Im Zuge der 2017 beschlossenen Neugestaltung des Domplatzes wurde bei archäologischen Grabungen ein mindestens 5.300 m² großer Gebäudekomplex aus dem 3. Jahrhundert n.Chr. entdeckt, der als Verwaltungsgebäude bzw. Sitz des zivilen Statthalters der Provinz Noricum ripense identifiziert wurde. In dieser Zeit erlebte die römische Stadt Aelium Cetium offenbar eine Blütezeit und der Amtssitz war entsprechend seiner Bedeutung neben einer repräsentativen Empfangshalle auch mit einem Badehaus, mit einem zentralen Rundraum und beheiztem Wasserbecken ausgestattet. Just in diese Zeit fällt auch die Geschichte des Florian von Lorch, der als pensionierter Kanzleivorstand in der Stadt lebte. Florian war ein bekennender Christ, der aufgrund seiner Unterstützung einer Gruppe von Christen, die im heutigen Enns in Oberösterreich verhaftet worden waren, zum Märtyrer wurde. In den folgenden Jahrhunderten wurde Aelium Cetium von den Römern verlassen und erst mit der Gründung eines Klosters im 9. Jahrhundert wieder besiedelt.

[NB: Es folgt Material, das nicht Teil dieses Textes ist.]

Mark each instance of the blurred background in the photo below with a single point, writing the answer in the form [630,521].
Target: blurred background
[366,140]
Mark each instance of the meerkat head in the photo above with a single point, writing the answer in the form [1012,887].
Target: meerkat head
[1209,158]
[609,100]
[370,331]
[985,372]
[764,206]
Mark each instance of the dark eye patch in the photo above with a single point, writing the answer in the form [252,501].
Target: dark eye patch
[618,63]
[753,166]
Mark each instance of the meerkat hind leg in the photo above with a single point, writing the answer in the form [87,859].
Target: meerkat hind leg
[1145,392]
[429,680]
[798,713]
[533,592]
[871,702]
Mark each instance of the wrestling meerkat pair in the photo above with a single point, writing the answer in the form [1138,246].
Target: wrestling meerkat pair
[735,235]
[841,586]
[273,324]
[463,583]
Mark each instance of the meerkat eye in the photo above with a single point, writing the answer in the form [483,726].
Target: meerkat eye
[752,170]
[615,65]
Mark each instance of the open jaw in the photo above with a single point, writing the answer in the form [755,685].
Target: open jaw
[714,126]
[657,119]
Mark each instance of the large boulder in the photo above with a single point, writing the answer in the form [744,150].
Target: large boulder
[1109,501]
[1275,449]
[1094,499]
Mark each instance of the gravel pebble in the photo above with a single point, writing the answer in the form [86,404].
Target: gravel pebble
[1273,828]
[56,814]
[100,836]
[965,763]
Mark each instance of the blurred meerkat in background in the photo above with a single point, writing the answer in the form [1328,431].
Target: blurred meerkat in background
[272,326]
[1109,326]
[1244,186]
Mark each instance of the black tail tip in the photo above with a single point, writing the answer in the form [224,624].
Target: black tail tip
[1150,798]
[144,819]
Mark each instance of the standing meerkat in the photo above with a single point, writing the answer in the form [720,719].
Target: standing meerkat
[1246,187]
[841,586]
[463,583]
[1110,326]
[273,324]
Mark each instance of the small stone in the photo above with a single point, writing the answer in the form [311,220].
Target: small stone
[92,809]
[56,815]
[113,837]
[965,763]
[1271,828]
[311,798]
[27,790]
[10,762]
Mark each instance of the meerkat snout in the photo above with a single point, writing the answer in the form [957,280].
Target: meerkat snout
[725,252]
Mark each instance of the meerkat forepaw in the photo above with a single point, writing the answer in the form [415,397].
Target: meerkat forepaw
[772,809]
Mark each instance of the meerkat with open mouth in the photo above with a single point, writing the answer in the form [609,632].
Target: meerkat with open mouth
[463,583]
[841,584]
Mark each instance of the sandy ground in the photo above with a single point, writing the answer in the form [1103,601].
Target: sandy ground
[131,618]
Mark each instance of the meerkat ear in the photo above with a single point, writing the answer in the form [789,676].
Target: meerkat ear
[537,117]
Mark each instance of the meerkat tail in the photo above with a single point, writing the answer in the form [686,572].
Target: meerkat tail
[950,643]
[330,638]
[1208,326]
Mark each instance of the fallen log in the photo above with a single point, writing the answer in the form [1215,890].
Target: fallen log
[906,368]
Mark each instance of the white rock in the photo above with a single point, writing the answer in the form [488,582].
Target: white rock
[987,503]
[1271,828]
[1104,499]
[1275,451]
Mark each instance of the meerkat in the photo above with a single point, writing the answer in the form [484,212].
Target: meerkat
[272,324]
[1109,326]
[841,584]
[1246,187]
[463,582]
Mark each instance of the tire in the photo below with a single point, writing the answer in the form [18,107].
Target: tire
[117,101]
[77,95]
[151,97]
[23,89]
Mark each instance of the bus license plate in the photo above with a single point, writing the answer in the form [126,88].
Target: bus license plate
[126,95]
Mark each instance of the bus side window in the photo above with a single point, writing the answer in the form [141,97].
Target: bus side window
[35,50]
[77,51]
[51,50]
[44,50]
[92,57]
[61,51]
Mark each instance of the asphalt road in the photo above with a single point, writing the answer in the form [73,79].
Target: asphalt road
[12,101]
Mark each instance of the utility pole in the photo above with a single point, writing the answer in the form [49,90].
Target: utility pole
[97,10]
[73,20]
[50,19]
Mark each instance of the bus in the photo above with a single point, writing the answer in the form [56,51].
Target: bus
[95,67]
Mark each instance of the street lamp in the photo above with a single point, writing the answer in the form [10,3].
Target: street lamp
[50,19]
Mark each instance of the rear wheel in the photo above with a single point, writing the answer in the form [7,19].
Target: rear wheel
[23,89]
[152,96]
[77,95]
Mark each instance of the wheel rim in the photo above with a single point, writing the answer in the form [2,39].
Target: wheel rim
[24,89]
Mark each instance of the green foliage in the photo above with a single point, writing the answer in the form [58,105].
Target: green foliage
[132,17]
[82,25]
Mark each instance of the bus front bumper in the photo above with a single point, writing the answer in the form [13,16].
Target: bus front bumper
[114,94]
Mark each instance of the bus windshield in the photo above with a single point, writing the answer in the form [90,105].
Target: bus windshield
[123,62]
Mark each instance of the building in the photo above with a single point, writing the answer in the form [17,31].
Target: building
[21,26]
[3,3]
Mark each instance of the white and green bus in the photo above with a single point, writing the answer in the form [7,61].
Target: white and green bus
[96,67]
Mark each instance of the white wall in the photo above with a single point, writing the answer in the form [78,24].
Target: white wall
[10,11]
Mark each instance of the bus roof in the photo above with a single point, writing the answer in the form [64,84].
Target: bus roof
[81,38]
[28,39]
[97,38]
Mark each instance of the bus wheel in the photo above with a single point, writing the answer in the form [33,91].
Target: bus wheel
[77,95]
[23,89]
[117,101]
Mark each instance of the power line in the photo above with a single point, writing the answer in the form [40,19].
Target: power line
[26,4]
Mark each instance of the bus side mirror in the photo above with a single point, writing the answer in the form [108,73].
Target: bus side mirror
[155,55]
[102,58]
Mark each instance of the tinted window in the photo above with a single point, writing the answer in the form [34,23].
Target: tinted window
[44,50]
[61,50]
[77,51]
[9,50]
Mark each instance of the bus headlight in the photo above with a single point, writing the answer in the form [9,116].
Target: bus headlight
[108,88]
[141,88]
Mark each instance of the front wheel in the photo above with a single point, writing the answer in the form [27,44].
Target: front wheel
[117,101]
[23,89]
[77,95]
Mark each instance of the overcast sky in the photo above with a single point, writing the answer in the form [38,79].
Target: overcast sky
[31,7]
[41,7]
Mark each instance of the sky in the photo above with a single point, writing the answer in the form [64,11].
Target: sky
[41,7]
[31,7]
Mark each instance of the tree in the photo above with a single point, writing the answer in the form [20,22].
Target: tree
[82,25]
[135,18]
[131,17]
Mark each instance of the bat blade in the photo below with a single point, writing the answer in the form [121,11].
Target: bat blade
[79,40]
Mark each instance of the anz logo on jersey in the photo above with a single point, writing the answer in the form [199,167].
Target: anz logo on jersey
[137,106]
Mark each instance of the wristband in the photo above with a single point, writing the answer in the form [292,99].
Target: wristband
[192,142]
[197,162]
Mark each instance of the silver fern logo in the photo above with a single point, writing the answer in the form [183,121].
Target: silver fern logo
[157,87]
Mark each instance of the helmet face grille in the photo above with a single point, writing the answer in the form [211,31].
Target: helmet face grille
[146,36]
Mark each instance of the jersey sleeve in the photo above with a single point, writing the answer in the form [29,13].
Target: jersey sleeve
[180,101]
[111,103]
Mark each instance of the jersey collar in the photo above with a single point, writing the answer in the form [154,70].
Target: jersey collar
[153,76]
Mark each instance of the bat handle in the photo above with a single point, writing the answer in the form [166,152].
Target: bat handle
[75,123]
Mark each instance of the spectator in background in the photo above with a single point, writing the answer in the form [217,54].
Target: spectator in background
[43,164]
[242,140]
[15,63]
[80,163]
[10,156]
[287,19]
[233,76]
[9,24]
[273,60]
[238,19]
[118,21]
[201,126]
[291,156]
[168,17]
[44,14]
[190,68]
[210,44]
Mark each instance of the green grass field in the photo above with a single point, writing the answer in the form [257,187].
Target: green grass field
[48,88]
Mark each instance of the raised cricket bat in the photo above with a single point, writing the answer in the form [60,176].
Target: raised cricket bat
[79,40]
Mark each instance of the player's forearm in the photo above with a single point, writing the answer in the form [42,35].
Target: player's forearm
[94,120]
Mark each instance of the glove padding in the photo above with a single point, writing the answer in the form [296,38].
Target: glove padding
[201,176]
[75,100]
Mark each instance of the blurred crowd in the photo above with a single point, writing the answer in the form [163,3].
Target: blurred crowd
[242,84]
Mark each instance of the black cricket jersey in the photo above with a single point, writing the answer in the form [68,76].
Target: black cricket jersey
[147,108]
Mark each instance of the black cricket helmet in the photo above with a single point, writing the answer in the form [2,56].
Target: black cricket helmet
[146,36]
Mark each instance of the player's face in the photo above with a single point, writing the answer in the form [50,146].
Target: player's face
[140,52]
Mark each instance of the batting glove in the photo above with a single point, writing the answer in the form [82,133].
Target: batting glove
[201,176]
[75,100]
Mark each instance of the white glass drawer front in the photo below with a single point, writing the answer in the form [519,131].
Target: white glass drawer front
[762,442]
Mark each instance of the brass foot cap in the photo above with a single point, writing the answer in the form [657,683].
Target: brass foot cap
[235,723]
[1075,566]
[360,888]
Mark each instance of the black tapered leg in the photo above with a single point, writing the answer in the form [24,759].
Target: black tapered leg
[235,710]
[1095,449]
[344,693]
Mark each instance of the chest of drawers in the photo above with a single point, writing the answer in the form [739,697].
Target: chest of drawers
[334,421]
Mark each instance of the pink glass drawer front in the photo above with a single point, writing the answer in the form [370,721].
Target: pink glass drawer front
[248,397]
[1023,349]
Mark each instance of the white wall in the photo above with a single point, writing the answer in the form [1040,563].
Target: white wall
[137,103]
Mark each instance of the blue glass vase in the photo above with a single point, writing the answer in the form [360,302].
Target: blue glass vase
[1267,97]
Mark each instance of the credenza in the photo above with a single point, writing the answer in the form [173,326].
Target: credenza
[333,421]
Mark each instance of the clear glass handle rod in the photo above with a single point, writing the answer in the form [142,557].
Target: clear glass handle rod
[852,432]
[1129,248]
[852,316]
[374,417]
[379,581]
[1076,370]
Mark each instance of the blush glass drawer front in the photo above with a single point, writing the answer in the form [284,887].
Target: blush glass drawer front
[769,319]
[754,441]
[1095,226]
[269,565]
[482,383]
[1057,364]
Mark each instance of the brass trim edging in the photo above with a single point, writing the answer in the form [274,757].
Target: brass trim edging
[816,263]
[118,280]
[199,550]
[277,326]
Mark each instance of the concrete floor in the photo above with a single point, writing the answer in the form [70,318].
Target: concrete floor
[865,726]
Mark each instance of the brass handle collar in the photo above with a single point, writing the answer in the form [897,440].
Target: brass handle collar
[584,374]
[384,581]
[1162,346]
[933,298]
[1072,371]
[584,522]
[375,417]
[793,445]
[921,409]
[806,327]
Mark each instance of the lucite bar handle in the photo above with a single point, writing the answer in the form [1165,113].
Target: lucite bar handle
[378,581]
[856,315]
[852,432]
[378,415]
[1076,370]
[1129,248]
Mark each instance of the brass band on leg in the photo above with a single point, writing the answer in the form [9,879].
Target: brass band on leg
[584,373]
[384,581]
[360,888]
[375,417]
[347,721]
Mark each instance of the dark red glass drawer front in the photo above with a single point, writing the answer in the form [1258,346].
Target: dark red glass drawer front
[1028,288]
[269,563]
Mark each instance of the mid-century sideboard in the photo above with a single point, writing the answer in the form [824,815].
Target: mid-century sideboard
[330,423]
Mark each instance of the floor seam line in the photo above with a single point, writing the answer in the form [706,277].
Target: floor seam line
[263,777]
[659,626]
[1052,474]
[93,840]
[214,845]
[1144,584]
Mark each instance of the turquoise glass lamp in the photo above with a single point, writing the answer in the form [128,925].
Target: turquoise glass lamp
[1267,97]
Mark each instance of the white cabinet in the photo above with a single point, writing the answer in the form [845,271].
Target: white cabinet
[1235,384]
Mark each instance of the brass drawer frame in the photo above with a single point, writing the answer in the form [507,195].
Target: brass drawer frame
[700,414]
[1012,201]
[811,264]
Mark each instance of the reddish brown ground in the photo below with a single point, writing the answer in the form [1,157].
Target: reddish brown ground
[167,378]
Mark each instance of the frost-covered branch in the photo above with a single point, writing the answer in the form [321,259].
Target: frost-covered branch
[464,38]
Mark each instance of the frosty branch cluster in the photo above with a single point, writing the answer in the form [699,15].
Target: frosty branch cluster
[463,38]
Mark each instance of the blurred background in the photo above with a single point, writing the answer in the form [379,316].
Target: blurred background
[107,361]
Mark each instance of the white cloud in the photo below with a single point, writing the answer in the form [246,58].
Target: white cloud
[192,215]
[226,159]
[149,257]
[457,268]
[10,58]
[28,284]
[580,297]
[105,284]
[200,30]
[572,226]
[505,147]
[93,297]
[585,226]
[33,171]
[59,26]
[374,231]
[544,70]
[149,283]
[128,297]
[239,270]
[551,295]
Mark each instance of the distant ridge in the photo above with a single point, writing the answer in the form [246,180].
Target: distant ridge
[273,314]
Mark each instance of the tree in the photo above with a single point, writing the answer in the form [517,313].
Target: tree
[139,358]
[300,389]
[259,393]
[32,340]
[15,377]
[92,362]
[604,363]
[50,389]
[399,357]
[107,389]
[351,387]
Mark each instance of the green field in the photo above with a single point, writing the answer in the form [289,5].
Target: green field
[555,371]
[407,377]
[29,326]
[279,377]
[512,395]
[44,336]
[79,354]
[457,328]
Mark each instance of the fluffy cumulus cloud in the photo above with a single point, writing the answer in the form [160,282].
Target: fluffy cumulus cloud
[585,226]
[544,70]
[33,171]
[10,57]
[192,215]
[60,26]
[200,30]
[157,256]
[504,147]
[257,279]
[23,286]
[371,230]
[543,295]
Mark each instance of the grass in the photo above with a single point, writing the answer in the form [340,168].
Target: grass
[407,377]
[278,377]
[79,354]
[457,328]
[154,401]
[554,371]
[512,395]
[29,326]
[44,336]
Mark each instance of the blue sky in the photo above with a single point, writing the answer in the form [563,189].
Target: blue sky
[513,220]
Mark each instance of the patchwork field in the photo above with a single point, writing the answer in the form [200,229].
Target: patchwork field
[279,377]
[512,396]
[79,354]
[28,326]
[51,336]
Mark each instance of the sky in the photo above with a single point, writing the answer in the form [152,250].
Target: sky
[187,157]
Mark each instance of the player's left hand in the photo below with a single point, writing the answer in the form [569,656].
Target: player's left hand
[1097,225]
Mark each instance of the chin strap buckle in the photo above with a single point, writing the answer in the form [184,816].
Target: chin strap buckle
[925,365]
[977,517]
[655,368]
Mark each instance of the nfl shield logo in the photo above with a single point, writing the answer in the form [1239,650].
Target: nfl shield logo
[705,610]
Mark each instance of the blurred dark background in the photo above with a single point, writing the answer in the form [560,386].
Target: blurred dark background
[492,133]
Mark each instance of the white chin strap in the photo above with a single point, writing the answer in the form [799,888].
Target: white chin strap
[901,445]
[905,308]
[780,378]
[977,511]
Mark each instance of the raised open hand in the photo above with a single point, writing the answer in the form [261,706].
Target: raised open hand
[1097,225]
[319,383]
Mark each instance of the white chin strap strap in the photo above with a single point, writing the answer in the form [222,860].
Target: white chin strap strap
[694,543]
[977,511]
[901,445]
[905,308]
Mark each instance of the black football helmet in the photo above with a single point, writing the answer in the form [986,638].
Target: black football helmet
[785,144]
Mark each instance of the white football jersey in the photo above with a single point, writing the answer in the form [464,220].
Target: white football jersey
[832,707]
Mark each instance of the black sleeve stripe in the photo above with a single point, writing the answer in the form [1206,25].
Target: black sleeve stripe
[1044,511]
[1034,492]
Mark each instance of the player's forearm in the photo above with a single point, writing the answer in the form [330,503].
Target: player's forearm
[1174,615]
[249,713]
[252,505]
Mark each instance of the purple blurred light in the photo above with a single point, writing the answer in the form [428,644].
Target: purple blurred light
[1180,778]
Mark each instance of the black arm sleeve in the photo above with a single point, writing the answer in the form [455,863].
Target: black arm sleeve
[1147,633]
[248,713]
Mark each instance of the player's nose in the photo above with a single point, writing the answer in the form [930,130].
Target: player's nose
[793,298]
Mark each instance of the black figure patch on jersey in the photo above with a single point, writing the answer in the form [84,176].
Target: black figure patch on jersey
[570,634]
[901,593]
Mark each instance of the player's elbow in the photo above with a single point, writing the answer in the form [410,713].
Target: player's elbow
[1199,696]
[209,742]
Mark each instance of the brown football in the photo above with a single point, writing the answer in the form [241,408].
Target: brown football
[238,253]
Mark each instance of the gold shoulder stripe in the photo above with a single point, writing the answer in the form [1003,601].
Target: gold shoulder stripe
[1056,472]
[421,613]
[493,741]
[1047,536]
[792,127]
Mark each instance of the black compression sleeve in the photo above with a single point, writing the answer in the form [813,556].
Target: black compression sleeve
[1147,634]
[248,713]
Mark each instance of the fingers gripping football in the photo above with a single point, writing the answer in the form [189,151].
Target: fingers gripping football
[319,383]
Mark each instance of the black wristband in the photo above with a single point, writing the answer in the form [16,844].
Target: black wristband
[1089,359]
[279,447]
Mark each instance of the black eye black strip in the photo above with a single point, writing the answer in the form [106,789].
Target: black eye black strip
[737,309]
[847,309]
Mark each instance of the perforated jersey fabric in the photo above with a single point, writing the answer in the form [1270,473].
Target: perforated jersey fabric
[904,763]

Nach der Errichtung einer ersten Kirche aus den Mauersteinen des Badehauses und ihres Ausbaus zur heutigen Domkirche diente der Platz bis zum Jahr 1779 als Stadtfriedhof, in jüngster Zeit als Parkplatz und wird zwei Mal wöchentlich als Marktplatz genutzt. Mit der nun abgeschlossenen Neugestaltung durch das Architekturbüro Jabornegg & Pálffy erhält St. Pölten nun ein neues Begegnungszentrum.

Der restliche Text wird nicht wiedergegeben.